Bad Kid

I never set out to be labelled as a ‘bad’ kid, but over the summer I was told by my art teacher that I am a terrible role model. I don’t listen to directions; I focus too much on whatever tasks at hand and ignore everything else; and, according to her, I am a “disruption to the class.” All because I put a hole through her table.

In my defense, it wasn’t a very big hole. In fact she probably wouldn’t have noticed if I hadn’t nailed my sculpture to it. But the damn thing was refusing to cooperate and I was being unusually clumsy with the hammer and I had an audience, for the first time in forever. There were at least three or four kids seated around me, watching and waiting for me to pioneer the final step of the day’s art project. A few had never handled a hammer before, and they were all younger than I. Which was another thing that she didn’t fail to remind me on, after seeing what I had done. “For Christ’s sake, you’re almost the oldest student here. They should be looking up to you.” They did, in fact, but in the way she had hoped.

When at last the nail did start to go through the foot of my papier mache acrobat, my audience began to cheer. I, fueled by their applause, redoubled my efforts to succeed. Step One: Ignore the teacher’s explicit directions to hammer the nails over the edge of the table. Or maybe she just forgot to mention that step altogether before I started working. Step Two: Put a ridiculous amount of focus on conquering a simple task like hammering a single nail into a wooden board, so much so that you don’t even realize when you’ve gone too far.

It was immediately apparent to the other kids, however; the atmosphere surrounding my feat changed in heartbeat. There was a collective gasp, and all I could think was, ‘I’ve really f****ed up now.’ Cautiously, still unsure of what I had done wrong, I set the hammer down and looked around. “What?”

“You—” The girl to my left couldn’t finish her sentence. She only gestured to where the board and table met, and I knew what I had done. ‘Oh…..Oh.’ I gave my board a yank, hoping in vain that it would come away at once. I could feel the nail in the wood, and where it stuck, steadfast, in the table. Someone must have called the teacher over because the next thing I know she’s at my side, cold fury and disappointment rolling off her in waves.

“Oh my,” she said. “Oh no. We can’t have that.” She gets pliers and wearily, as though this has happened a thousand times, tries to twist the nail out of the table. It won’t budge. She throws all her weight into it, and after an eternity pulls the nail free. What’s left in it’s place is a small, neatly, perfectly round hole, almost invisible against the dark table. “We can’t have that. This is my own table!”

I surprise myself by feeling utterly numb and indifferent towards the fact that I’ve damaged her personal furniture. Something must showed in my face because her own expression darkens when she takes me in. “You just stay here,” she says, and I suddenly wonder if I’ll be asked to leave the class. Or forced to replace the table. How much do tables with fake wood panelling even cost, anyway?

I sit in silence as my audience dissipates, each member slinking back to their workbench. My art teacher gives me one last quote before she turns to go. “I though I could trust you with the materials we’ll be using. I feel embarrassed.”

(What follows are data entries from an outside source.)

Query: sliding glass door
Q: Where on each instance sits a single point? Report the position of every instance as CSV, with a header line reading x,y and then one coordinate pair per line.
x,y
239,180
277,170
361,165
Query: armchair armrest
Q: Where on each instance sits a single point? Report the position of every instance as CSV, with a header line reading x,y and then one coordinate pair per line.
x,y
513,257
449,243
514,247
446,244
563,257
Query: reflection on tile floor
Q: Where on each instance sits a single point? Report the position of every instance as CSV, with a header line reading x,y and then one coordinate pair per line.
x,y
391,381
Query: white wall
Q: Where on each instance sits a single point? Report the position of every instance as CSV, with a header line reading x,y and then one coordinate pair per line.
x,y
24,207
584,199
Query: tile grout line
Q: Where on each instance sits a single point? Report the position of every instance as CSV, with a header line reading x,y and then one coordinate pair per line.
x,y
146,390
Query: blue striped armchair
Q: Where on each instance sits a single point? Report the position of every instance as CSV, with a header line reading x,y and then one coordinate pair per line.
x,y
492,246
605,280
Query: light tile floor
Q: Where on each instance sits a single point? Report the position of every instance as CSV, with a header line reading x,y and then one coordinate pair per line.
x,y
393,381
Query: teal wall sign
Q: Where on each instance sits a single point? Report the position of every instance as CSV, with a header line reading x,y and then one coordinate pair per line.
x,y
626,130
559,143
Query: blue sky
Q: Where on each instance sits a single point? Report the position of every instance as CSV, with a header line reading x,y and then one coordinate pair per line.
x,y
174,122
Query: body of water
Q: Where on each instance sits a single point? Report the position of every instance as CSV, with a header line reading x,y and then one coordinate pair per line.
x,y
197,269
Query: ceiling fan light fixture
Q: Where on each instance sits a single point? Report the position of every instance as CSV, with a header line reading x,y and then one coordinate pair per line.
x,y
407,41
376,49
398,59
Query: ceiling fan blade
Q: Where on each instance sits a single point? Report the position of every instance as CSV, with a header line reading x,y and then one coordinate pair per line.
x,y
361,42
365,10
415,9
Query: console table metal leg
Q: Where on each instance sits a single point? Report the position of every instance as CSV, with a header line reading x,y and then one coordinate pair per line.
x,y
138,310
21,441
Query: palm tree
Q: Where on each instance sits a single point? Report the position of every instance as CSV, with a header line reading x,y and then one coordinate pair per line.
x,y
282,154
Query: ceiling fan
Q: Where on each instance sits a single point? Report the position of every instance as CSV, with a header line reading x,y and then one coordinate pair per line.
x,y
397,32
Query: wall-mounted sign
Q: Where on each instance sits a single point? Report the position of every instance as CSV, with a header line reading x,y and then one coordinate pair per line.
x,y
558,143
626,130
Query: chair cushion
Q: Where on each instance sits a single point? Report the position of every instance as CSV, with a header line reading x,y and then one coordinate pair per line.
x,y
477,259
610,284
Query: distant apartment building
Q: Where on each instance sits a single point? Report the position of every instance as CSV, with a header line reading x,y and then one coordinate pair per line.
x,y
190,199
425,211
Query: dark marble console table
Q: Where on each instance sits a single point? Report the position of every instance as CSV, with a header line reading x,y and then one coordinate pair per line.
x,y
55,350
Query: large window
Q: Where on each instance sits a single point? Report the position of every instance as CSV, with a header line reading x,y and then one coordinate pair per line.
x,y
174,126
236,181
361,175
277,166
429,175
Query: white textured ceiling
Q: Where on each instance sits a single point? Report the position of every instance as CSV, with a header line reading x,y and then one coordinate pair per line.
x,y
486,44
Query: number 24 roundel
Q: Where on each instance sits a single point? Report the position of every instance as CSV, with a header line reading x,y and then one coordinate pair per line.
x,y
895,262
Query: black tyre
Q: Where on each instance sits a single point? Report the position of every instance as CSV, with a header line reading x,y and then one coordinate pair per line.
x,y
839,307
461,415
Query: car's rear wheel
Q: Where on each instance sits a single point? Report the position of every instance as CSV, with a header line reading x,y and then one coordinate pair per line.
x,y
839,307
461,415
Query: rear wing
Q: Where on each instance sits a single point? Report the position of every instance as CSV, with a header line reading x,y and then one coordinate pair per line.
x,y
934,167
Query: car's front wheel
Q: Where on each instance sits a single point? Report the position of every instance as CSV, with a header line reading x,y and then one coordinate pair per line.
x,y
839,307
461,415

At that point, I was embarrassed. But I was also proud. With a comical and dramatic flare I chose to see this as the moment where I shattered my fear of angering authority and took my first steps into the edgier, Alex Turner-like image I that I was destined to uphold.

After class I went up to my teacher and apologized. I offered to buy a new table or repay her in some other way. It was an accident, I pleaded, and I wasn’t thinking.She just listened in silence to my apology and muttered an acceptance. At the end of the week she called me back to talk to her again. “I know you mean well,” she said, “but honey, I think you should know you’re a terrible role model. The other kids should be looking up to you and I don’t feel like that really happened this week.”

I nodded, deciding not to tell her that every day since the incident, the other kids had treated me with the reverence and respect that can be gained only through being bad.